Stormtroopers appear in a scene from 'Rogue One: A Star Wars Story.' Photo by Jonathan Olley/Lucasfilm-Disney

Dec. 2

“Kidnap.” This thriller starring Halle Berry as a woman who must find her kidnapped son has been sitting around since 2015 due to Relativity Media’s financial drama.

Dec. 9

“Office Christmas Party.” Jason Bateman, Olivia Munn, T.J. Miller, Jillian Bell, Courtney B. Vance, Kate McKinnon and Jennifer Aniston star.
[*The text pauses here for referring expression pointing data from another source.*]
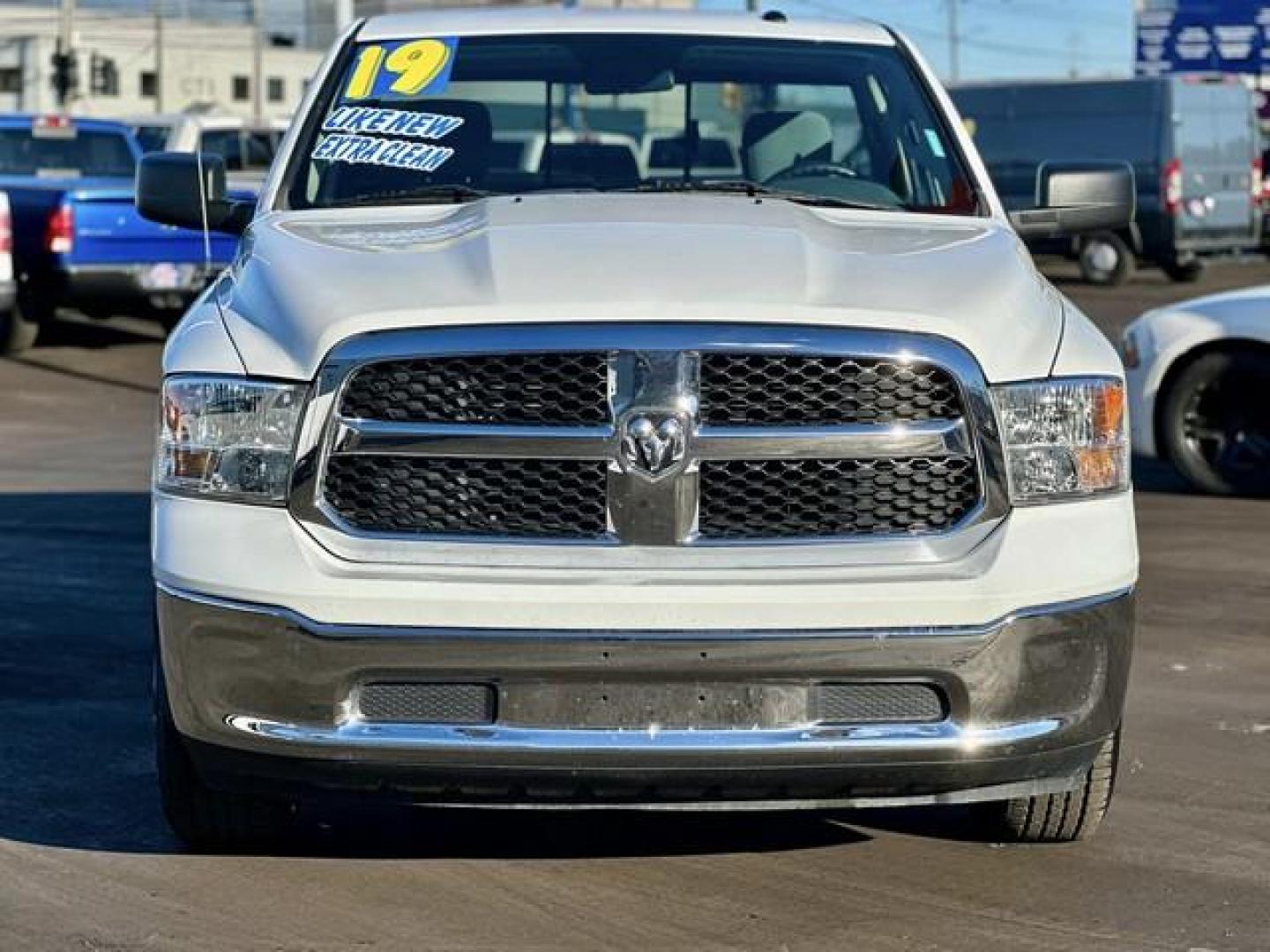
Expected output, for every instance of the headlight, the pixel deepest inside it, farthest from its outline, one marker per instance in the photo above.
(228, 438)
(1064, 438)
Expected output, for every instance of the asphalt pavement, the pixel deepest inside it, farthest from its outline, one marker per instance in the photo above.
(86, 863)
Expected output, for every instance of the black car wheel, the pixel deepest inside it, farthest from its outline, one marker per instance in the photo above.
(1215, 421)
(1058, 818)
(1105, 259)
(205, 818)
(17, 333)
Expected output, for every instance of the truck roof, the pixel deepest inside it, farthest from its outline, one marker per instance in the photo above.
(492, 22)
(80, 122)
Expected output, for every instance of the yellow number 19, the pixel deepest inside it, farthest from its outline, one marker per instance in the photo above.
(417, 65)
(362, 83)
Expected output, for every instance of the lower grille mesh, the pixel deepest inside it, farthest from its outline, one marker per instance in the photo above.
(757, 499)
(511, 498)
(427, 703)
(878, 703)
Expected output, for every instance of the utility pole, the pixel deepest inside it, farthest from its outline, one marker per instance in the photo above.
(343, 16)
(66, 31)
(159, 42)
(258, 61)
(65, 66)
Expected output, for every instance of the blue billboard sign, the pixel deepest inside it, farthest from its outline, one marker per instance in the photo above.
(1206, 36)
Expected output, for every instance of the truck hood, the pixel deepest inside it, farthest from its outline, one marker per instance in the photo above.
(306, 280)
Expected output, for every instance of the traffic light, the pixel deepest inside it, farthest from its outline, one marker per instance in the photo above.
(103, 77)
(65, 77)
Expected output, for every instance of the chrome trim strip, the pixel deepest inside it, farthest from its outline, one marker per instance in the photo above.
(848, 442)
(909, 736)
(331, 629)
(673, 544)
(471, 441)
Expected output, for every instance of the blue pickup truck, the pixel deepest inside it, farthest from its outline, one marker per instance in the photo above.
(78, 242)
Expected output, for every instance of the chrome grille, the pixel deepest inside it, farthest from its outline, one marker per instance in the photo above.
(765, 390)
(501, 498)
(755, 499)
(557, 389)
(687, 437)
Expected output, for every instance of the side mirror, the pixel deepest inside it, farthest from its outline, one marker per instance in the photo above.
(1079, 198)
(173, 187)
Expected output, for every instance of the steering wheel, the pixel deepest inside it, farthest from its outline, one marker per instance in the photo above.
(814, 170)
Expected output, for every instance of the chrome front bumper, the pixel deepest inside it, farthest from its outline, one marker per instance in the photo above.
(268, 695)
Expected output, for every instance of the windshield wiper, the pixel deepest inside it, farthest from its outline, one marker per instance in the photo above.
(753, 190)
(424, 195)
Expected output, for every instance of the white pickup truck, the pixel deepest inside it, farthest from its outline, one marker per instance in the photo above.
(492, 487)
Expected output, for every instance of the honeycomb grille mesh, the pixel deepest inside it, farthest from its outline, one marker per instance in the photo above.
(766, 499)
(765, 390)
(513, 498)
(878, 703)
(548, 390)
(427, 703)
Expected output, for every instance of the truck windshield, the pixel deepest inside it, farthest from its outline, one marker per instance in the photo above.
(66, 153)
(452, 118)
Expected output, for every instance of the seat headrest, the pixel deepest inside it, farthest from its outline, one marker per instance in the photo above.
(776, 141)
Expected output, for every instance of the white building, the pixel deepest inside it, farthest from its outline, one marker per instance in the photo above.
(127, 65)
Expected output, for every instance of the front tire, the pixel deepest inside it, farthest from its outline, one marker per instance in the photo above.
(1064, 818)
(1105, 259)
(206, 819)
(17, 333)
(1215, 423)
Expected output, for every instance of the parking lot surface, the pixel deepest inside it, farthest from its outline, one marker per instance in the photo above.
(86, 862)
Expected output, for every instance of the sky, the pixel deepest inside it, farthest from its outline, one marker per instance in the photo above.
(1000, 38)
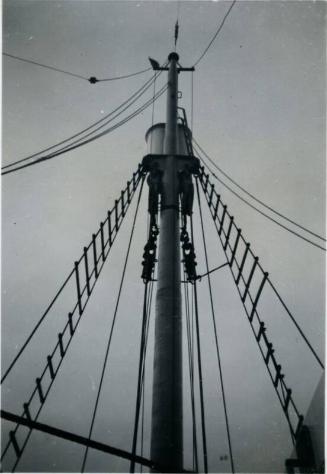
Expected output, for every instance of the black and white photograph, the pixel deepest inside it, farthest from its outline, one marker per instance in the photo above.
(163, 236)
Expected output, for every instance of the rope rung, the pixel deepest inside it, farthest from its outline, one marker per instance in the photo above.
(243, 262)
(95, 258)
(39, 389)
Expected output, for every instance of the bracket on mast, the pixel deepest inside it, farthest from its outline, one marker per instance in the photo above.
(156, 66)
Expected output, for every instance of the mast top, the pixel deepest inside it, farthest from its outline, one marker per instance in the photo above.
(173, 57)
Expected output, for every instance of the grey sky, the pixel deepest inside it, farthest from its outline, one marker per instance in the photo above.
(259, 110)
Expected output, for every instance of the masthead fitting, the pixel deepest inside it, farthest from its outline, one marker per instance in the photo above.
(173, 57)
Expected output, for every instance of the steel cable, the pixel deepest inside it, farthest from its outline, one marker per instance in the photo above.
(113, 324)
(255, 198)
(215, 333)
(258, 210)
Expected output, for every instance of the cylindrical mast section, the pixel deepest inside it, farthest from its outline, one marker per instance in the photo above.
(167, 410)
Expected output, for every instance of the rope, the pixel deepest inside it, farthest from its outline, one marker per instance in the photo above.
(261, 212)
(92, 80)
(143, 374)
(204, 439)
(45, 66)
(215, 332)
(139, 379)
(111, 129)
(125, 76)
(255, 198)
(28, 339)
(192, 100)
(216, 34)
(112, 325)
(296, 324)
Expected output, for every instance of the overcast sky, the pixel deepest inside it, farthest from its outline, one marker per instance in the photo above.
(259, 111)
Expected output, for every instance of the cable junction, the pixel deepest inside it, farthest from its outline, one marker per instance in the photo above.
(258, 210)
(81, 141)
(251, 195)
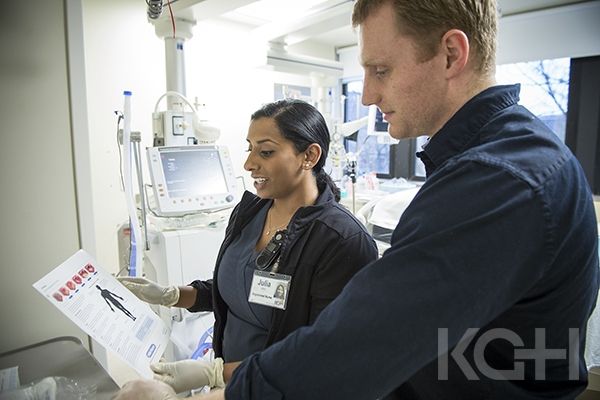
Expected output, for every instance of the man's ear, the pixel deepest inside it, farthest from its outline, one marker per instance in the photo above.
(455, 45)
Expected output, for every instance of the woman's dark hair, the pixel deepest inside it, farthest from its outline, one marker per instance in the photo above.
(303, 125)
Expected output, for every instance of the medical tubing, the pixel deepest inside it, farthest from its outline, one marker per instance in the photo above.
(136, 233)
(138, 171)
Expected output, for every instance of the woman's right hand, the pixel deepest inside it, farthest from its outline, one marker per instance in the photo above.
(151, 292)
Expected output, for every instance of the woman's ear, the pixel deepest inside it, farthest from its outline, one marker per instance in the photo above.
(312, 155)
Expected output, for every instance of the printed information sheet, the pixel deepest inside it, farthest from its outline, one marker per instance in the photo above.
(107, 311)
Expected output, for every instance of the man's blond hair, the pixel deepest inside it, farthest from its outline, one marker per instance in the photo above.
(426, 21)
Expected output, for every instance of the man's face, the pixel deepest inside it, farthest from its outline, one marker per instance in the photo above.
(409, 92)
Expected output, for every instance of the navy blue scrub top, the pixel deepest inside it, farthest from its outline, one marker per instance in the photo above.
(247, 323)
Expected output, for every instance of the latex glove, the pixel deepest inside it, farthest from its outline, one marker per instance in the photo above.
(190, 374)
(151, 292)
(145, 390)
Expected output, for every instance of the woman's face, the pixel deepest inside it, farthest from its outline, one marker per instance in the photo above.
(273, 161)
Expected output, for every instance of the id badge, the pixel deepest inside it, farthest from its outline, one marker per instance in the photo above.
(269, 289)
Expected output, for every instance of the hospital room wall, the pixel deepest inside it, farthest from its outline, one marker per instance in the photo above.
(39, 226)
(224, 69)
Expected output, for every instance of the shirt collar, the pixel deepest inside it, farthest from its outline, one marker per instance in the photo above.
(460, 132)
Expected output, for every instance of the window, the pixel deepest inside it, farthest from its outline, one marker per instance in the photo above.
(372, 155)
(544, 89)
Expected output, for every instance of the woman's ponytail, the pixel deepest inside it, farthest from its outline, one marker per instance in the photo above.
(323, 179)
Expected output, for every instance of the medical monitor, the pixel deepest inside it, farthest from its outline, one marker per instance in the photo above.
(191, 179)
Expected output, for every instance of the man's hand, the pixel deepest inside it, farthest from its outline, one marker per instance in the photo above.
(151, 292)
(190, 374)
(145, 390)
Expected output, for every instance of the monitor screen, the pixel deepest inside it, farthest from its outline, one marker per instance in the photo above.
(191, 179)
(192, 173)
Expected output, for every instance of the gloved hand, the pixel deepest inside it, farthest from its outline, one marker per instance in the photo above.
(145, 390)
(151, 292)
(190, 374)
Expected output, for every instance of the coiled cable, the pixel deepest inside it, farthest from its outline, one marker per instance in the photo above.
(154, 8)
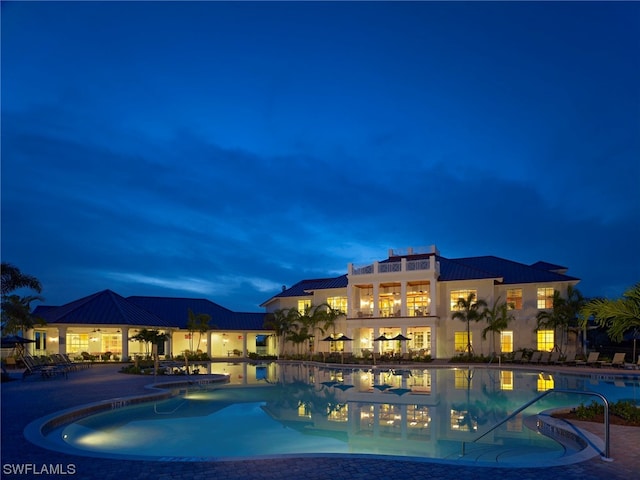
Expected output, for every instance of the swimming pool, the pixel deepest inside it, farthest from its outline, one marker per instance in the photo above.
(307, 409)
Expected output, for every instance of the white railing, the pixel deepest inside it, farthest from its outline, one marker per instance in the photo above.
(423, 264)
(389, 267)
(366, 270)
(393, 267)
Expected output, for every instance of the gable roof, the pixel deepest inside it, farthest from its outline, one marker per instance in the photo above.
(549, 266)
(305, 288)
(176, 312)
(506, 271)
(101, 308)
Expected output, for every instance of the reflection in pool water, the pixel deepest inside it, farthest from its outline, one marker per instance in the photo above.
(307, 409)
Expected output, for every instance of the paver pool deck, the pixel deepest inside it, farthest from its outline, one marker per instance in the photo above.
(25, 401)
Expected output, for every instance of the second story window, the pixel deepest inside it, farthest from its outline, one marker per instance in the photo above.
(338, 303)
(514, 299)
(458, 294)
(303, 306)
(545, 298)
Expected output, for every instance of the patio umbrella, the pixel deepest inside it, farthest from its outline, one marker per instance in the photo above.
(329, 384)
(343, 387)
(400, 337)
(400, 391)
(382, 387)
(15, 341)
I will give you exactly one guess as to what this movie is about.

“The Bye Bye Man.” Three students investigate a supernatural creature that may be causing people throughout history to kill and kill and kill some more.

“Nocturnal Animals.” The second feature from Austin-born, fashion-designer-turned-film-director Tom Ford stars Amy Adams as a woman increasingly convinced that her ex-husband’s novel is an act of revenge. Jake Gyllenhaal stars as the ex. Expect some glowering.

Dec. 16

“Rogue One: A Star Wars Story.” Opening 363 days after “The Force Awakens” is this Star Wars anthology story about the Rebel mission to steal the Death Star plans. Starring Felicity Jones, Diego Luna and Forest Whitaker; even “Force Awakens” agnostics think this one looks dope.

“Collateral Beauty.” Will Smith joins Kate Winslet, Edward Norton, Keira Knightley and Helen Mirren is this story of a man whose friends and colleagues come to his aid after a tragedy. Expect the spirit of Christmas.

Dec. 21

“Passengers.” “Imitation Game” director Morton Tyldum tells the story of two deep-space astronauts (Chris Pratt and Jennifer Lawrence) who awaken from cryogenic sleep decades before their starship reaches its destination.

“The Space Between Us.” This one has been pushed a few times, a science-fiction romance about the first human born on Mars making his first trip to Earth. With Asa Butterfield, Britt Robertson, Gary Oldman and Carla Gugino. ’Tis the season.